When a process is context switched, its state must be stored somewhere so that it can start from the same point later on. The state of a running process would include the data stored in the caches and the store buffer. On x86, cache-coherency protocols will ensure that the state of the program which is stored in caches, becomes visible to all the other cores. However, this is not true for store buffers as they are not coherent like the rest of the memory system by design. A write to the memory will first land up in the store buffer, before it gets drained out to the coherent caches. As a result, when a program is running, some of its state which resides in the store buffer, may not be made immediately visible to all the cores. As a result when this process gets context switched and gets assigned to a different core, it is possible that the new core hasn't seen the writes done by the process on the older core, as they might still be sitting in the store buffer of the older core. Therefore, there is a possibility of loss of state during context switches. That's why I think that the store buffer must be flushed during context switches to make the writes visible to the whole system.

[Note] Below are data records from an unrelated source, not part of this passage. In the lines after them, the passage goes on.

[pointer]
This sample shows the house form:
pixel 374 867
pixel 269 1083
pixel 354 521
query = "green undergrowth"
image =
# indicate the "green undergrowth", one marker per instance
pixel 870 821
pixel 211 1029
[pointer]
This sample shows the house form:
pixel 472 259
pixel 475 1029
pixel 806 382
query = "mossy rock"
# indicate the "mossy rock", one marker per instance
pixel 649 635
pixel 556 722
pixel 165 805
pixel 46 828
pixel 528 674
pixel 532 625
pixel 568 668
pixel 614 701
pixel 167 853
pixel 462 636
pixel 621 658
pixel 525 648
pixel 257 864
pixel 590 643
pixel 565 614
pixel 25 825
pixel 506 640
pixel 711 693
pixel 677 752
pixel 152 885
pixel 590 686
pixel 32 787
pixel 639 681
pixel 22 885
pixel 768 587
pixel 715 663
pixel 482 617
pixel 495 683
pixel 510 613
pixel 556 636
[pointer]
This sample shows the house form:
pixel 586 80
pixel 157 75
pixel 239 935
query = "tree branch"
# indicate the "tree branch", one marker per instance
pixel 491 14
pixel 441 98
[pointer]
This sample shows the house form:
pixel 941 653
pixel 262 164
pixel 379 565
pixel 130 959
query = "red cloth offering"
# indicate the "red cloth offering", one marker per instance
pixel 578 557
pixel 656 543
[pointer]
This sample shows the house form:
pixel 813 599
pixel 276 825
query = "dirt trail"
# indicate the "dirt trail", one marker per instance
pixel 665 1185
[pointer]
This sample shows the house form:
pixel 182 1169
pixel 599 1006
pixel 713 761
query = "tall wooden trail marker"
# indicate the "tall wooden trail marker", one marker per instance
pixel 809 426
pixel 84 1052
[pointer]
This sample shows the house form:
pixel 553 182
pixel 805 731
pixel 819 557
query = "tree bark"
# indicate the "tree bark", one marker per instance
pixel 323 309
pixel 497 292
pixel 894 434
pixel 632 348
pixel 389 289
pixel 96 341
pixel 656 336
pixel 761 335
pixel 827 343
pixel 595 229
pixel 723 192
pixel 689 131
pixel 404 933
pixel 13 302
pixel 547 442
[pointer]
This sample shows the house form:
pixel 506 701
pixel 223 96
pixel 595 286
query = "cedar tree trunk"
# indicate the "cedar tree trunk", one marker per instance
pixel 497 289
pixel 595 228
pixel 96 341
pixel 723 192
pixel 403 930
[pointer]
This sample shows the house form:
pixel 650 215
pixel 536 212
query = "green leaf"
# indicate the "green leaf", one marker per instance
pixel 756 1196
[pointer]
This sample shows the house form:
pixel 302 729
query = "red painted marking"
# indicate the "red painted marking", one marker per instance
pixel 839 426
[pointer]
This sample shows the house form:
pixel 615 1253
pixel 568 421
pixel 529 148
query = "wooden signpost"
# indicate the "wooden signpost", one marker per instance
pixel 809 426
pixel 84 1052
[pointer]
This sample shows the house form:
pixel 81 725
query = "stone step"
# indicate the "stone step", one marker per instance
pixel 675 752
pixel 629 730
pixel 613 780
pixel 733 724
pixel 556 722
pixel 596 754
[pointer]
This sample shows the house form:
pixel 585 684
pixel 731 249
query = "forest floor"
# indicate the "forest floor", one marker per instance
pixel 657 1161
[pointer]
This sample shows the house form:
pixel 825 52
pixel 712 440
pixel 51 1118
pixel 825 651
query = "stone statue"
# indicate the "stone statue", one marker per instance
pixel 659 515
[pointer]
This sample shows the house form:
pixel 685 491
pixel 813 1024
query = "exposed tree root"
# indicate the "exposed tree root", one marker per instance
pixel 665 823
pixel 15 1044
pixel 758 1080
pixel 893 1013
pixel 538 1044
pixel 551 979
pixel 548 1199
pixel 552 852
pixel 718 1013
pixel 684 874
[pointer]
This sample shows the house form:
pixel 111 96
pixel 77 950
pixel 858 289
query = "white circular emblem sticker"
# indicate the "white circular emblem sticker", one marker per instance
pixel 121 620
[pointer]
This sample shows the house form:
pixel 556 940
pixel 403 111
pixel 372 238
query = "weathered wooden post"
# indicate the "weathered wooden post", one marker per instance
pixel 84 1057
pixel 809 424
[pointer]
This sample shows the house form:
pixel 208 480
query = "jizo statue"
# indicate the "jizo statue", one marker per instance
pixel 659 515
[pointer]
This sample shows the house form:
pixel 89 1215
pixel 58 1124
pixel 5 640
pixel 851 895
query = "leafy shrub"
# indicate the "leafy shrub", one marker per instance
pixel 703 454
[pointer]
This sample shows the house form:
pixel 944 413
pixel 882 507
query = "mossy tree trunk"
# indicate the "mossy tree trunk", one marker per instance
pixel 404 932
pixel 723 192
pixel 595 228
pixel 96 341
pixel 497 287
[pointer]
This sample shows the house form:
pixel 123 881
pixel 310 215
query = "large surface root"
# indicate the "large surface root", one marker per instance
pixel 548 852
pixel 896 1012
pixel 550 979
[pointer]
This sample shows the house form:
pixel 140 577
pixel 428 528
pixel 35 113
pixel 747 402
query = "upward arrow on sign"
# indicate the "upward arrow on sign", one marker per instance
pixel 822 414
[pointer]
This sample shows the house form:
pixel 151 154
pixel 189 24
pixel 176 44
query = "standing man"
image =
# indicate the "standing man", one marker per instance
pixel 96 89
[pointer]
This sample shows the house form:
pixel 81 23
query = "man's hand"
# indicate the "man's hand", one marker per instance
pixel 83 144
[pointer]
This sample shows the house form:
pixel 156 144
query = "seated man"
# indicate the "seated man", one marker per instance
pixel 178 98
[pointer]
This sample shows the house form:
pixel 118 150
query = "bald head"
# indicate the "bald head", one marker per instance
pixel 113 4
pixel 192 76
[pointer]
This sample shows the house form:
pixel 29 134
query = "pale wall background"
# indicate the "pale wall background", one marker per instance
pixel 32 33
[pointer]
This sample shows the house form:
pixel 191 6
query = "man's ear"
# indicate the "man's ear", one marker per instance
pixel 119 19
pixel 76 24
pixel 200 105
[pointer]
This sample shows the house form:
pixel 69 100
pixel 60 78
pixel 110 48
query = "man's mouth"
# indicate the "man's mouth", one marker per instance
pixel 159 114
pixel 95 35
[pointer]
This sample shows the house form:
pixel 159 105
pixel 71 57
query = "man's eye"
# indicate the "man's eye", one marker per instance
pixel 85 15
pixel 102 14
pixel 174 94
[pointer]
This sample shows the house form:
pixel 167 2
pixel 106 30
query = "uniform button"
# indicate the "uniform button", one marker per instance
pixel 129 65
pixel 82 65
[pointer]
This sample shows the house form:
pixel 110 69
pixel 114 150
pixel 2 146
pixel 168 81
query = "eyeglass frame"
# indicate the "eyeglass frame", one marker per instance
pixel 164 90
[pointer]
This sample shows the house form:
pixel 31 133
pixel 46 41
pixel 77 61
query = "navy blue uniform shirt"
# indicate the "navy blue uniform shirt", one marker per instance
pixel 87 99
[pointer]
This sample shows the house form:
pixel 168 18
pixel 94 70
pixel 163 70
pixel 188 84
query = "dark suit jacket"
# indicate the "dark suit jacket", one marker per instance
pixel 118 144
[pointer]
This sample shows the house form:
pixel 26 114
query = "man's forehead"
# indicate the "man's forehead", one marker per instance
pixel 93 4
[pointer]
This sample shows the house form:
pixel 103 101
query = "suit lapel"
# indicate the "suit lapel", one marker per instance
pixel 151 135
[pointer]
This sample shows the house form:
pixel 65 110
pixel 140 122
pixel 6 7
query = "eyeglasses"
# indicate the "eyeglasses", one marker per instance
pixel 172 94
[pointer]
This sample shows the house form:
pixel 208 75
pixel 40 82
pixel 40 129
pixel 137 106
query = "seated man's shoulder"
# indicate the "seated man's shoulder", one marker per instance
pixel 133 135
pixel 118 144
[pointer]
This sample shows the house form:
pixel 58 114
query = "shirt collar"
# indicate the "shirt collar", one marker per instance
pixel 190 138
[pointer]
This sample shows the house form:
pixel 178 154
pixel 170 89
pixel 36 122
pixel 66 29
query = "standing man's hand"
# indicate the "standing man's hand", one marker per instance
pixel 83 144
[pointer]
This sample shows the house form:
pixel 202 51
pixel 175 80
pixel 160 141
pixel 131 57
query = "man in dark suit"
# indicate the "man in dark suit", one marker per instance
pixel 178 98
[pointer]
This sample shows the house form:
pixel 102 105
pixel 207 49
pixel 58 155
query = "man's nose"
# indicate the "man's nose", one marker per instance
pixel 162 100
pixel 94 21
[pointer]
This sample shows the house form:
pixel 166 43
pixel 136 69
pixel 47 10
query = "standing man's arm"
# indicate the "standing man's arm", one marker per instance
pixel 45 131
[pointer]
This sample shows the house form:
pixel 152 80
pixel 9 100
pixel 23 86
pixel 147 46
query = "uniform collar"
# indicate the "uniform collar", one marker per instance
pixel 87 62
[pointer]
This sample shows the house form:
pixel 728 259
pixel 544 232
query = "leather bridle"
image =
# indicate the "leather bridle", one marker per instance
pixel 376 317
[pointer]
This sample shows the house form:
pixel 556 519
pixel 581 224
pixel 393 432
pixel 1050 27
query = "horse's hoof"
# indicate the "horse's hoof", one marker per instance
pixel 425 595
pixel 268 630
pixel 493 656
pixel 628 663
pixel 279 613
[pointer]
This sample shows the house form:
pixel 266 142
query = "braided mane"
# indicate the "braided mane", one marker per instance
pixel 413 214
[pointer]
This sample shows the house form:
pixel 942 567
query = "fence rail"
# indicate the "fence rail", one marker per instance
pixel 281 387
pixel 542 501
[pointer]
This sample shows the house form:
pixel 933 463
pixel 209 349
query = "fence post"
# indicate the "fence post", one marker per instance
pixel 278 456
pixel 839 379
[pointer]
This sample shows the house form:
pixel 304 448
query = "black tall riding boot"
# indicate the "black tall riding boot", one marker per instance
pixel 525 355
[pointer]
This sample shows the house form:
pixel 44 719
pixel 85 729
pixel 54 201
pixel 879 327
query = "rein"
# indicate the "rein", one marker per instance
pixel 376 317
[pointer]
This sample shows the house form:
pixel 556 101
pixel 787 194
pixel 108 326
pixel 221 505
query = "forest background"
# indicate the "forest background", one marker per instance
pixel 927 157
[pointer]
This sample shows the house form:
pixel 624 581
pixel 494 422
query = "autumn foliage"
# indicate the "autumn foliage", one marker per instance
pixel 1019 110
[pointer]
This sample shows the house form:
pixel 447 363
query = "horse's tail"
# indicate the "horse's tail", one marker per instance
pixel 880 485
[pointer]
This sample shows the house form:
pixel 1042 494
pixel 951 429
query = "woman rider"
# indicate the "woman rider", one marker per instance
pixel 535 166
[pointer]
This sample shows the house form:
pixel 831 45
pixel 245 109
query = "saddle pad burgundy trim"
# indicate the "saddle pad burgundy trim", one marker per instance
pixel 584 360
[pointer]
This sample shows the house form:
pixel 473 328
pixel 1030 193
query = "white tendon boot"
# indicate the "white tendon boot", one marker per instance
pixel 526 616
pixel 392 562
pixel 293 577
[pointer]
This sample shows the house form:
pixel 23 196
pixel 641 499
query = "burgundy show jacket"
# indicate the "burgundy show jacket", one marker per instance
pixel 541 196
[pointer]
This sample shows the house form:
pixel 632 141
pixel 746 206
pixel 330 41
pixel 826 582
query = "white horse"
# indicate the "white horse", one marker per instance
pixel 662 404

For example, suppose that the process is running the following pseudocode on Core-0:
bool x = false; // Assume that x is NOT register allocated and rather it is sitting somewhere in the memory
// Some random work
x = true;
/*-------------- Context Switched and assigned Core-1 for execution ---------------------*/
if(x)
{
// Do something
}
else
{
// Do something else
}
In this case the write done to the variable x
(x = true
) will be put on the the store buffer of Core-0 (as the program was running on Core-0 initially). Now after the context switch, the program is assigned to Core-1 which may not be aware of the write done to the memory for x = true
. Since Core-1 has no idea that the value of x has changed, the program may end up on the else
path whereas it should have ended up on the if
path (as per the logic of the source code).
Clearly, in this example, if the state of the program pertaining to the value of x
is not saved during the context switch, the program may end up executing the branch incorrectly.
However, I have never seen this happen in real life. So I hypothesize that the OS must be somehow ensuring that the program state in the store buffer gets broadcasted to the whole system to ensure correctness. One way to do this is to add a mfence
instruction in the context switch code which would ensure that the store buffer gets drained during the context switch. However, while examining the source code of Linux, I was not able to find mfence
or any other instruction which would flush the store buffer. So that's why I am asking whether the store buffer gets flushed during context switches or not? And if it is not flushed, how is the OS able to ensure correctness during context switches?